Думать не было никакой возможности – доставали клиенты. А потом и вовсе прибежала запыхавшаяся Татьяна, поздоровалась со всеми судорожным оскалом и без сил рухнула на высокий стул перед стойкой.

– Все, Зинка! Все!

Зинаида медленно поставила стакан, который бестолково натирала, вздохнула поглубже и, косясь по сторонам, едва слышно пролепетала:

– Звонили? Сколько просят? Ты, Тань, не переживай, если денег не хватит, мы тысяч тридцать можем у моей дочери перезанять, они с мужем на машину копят.
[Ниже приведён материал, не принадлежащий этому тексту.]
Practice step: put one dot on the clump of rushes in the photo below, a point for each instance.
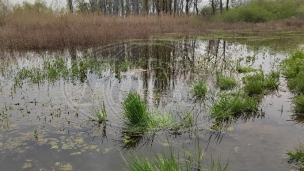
(136, 112)
(199, 89)
(138, 118)
(294, 65)
(244, 69)
(230, 107)
(297, 156)
(272, 80)
(99, 115)
(254, 84)
(226, 83)
(188, 161)
(293, 70)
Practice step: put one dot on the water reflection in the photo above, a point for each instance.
(60, 96)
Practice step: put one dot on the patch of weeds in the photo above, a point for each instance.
(230, 107)
(136, 112)
(226, 83)
(160, 120)
(254, 84)
(297, 156)
(171, 162)
(199, 89)
(294, 65)
(293, 70)
(99, 115)
(272, 81)
(139, 119)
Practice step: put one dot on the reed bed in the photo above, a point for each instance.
(34, 30)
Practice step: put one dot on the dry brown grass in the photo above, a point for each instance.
(30, 31)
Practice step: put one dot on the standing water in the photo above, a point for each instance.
(52, 106)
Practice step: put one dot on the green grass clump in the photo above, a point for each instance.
(226, 83)
(169, 162)
(254, 84)
(99, 115)
(293, 70)
(243, 69)
(138, 118)
(293, 66)
(136, 113)
(272, 80)
(199, 89)
(297, 156)
(233, 106)
(299, 104)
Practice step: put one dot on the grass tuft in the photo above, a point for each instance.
(199, 89)
(226, 83)
(136, 112)
(243, 69)
(99, 115)
(293, 70)
(170, 162)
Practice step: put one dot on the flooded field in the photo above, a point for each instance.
(66, 110)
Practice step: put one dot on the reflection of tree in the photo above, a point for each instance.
(133, 140)
(166, 63)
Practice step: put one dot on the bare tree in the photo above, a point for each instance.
(70, 5)
(4, 10)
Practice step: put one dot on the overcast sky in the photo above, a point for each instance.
(49, 2)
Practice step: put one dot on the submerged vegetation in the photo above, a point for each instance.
(293, 70)
(186, 161)
(136, 114)
(99, 115)
(139, 119)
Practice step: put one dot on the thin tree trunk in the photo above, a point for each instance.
(221, 6)
(227, 4)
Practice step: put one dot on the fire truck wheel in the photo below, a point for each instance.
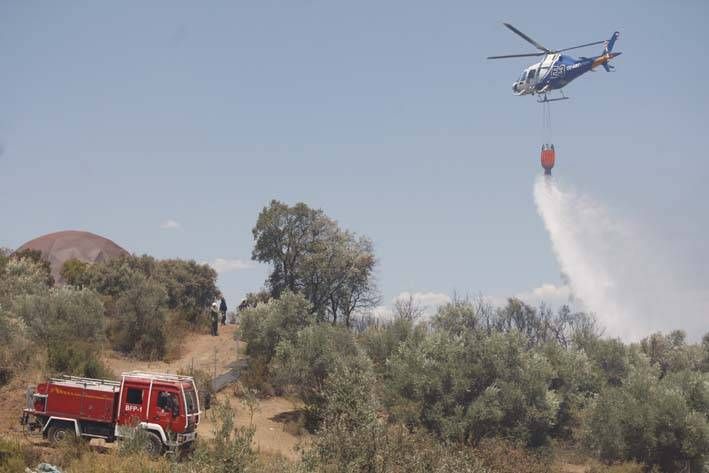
(60, 432)
(153, 445)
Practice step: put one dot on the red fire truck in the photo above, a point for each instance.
(164, 406)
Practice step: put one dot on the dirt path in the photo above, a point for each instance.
(273, 434)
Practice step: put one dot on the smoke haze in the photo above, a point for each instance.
(615, 270)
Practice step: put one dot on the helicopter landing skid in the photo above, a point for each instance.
(546, 99)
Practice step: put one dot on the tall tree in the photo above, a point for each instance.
(311, 255)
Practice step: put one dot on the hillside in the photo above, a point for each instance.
(201, 351)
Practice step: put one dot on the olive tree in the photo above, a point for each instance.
(311, 255)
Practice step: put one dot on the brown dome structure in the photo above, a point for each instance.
(60, 247)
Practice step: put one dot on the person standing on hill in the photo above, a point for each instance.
(214, 317)
(222, 309)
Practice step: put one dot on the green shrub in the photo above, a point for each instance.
(77, 358)
(652, 421)
(263, 327)
(62, 314)
(139, 327)
(15, 455)
(230, 449)
(305, 363)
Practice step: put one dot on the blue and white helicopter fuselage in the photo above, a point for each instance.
(556, 70)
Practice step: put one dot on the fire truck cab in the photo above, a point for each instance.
(164, 406)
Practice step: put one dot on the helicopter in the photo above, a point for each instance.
(556, 70)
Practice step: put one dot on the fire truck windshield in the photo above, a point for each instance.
(191, 401)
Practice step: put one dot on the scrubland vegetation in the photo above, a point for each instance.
(473, 388)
Татьяна налила себе минералки, выпила залпом, отерла пот со лба, потом поерзала на стуле, устраиваясь поудобнее, и произнесла:

– Нет, Зина, деньги пока не нужны, никто не звонил. Но… Зинаида, я тебе такое скажу… Короче, ты уже завтра можешь стать менеджером!
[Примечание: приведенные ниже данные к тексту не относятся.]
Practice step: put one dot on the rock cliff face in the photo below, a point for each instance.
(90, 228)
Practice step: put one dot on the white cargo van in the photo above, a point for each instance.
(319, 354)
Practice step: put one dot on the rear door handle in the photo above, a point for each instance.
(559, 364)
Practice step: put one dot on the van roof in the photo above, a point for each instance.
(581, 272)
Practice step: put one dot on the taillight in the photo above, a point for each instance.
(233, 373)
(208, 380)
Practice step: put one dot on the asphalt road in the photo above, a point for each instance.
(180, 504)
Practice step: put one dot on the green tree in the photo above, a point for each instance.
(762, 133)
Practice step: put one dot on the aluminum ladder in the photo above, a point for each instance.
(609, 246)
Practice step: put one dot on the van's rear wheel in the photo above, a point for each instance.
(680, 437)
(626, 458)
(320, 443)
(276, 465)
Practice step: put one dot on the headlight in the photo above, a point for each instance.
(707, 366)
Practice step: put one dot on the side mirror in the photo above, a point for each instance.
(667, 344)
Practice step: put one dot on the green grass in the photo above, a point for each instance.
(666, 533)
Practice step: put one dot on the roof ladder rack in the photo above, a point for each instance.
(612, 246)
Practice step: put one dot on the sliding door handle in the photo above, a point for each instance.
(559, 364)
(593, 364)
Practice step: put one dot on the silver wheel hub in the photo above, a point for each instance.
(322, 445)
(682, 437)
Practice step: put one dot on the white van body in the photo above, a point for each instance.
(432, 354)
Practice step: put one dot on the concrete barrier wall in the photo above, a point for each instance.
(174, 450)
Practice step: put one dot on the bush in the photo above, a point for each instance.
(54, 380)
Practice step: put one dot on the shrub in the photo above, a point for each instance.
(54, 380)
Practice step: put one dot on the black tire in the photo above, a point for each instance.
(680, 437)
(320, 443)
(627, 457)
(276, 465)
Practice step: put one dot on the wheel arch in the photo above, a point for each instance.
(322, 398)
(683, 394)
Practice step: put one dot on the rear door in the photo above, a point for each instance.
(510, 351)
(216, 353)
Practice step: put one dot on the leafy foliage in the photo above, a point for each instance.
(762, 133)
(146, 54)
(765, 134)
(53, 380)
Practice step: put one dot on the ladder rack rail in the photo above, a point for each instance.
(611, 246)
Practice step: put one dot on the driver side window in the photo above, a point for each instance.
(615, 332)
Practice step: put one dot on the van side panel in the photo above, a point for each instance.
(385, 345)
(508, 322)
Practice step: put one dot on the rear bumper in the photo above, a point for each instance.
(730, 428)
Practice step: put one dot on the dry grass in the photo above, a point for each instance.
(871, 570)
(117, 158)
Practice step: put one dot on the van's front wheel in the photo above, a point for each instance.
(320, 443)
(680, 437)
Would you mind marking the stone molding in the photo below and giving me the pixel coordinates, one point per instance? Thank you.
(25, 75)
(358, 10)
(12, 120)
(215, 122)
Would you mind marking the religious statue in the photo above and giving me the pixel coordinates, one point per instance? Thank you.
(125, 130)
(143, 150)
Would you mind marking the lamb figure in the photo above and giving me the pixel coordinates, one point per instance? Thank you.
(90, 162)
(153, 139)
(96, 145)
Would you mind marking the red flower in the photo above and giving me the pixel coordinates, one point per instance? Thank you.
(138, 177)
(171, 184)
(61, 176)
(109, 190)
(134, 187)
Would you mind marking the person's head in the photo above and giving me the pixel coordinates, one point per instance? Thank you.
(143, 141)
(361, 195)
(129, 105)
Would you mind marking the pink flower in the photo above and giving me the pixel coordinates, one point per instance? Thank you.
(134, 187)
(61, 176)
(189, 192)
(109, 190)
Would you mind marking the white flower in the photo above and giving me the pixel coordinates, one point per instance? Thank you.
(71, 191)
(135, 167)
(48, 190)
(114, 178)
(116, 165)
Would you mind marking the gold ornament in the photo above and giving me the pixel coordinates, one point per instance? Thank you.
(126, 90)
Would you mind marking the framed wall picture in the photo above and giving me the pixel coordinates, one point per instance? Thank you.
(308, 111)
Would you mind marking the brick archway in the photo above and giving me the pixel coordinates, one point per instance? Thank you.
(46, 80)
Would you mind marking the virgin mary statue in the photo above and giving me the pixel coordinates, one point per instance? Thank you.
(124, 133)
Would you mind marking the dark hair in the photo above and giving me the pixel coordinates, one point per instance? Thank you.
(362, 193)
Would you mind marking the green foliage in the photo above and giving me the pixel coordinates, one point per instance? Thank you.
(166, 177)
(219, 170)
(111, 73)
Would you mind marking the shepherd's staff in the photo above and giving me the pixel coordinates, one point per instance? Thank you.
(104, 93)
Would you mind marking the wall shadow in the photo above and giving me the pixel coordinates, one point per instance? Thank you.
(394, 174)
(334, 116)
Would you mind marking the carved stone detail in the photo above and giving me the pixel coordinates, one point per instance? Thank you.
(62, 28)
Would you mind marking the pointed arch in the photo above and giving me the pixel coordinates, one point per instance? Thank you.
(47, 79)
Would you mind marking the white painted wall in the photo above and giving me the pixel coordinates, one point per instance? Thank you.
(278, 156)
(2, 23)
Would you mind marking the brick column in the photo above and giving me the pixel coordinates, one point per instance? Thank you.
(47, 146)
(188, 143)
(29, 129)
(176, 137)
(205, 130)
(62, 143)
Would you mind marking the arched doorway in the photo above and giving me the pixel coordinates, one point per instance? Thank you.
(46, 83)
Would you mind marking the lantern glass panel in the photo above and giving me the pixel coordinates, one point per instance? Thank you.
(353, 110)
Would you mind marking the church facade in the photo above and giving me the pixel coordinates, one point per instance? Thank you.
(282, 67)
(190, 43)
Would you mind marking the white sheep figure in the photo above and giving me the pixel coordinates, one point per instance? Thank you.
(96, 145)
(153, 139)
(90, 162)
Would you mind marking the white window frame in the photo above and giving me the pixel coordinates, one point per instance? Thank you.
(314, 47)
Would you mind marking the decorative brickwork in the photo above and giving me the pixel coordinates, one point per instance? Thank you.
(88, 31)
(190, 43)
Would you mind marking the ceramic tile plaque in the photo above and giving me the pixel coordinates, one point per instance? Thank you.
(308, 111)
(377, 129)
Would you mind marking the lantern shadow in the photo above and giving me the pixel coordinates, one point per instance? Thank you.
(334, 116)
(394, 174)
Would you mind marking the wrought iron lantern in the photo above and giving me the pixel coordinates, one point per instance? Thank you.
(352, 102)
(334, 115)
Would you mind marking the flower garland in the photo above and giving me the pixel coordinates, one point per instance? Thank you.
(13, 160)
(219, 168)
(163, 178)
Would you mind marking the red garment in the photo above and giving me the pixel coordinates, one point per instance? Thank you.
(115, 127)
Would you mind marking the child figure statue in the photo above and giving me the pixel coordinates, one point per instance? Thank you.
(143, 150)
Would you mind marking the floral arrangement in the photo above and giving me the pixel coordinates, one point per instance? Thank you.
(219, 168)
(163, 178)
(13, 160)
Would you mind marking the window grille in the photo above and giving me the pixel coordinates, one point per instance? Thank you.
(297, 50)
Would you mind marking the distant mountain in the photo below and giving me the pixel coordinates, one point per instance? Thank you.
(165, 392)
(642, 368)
– Ой, завтра я не могу, нам же к показу готовиться! – вспомнила Зина.

– А чего тебе готовиться, когда ты уже будешь менеджером по кадрам? – удивилась Татьяна. – Хотя… Не уверена, что Ивская тебя назначит. Тут такое…

– Зин! Я просила «Грезы медузы»! – крикнула вдруг со своего места бухгалтерша Хорь. – Сколько же ждать? Прям, ужас, до чего сервис у нас неназойливый! Никакого трудового энтузиазма! Надо сказать Елене, пусть увольняет тебя к чертям.

Зинаида принялась смешивать в высоком стакане «Грезы», на все лады поминая Ию Львовну не самым добрым словом. Татьяна встала рядом и быстро влилась в работу.

– Зин, сейчас все равно поговорить не дадут, давай вечером к тебе заедем. Может, и Плюх прибежит, там и поговорим.

Вот это замечание про Плюха из уст незамужней подруги особенно не понравилось Зинаиде.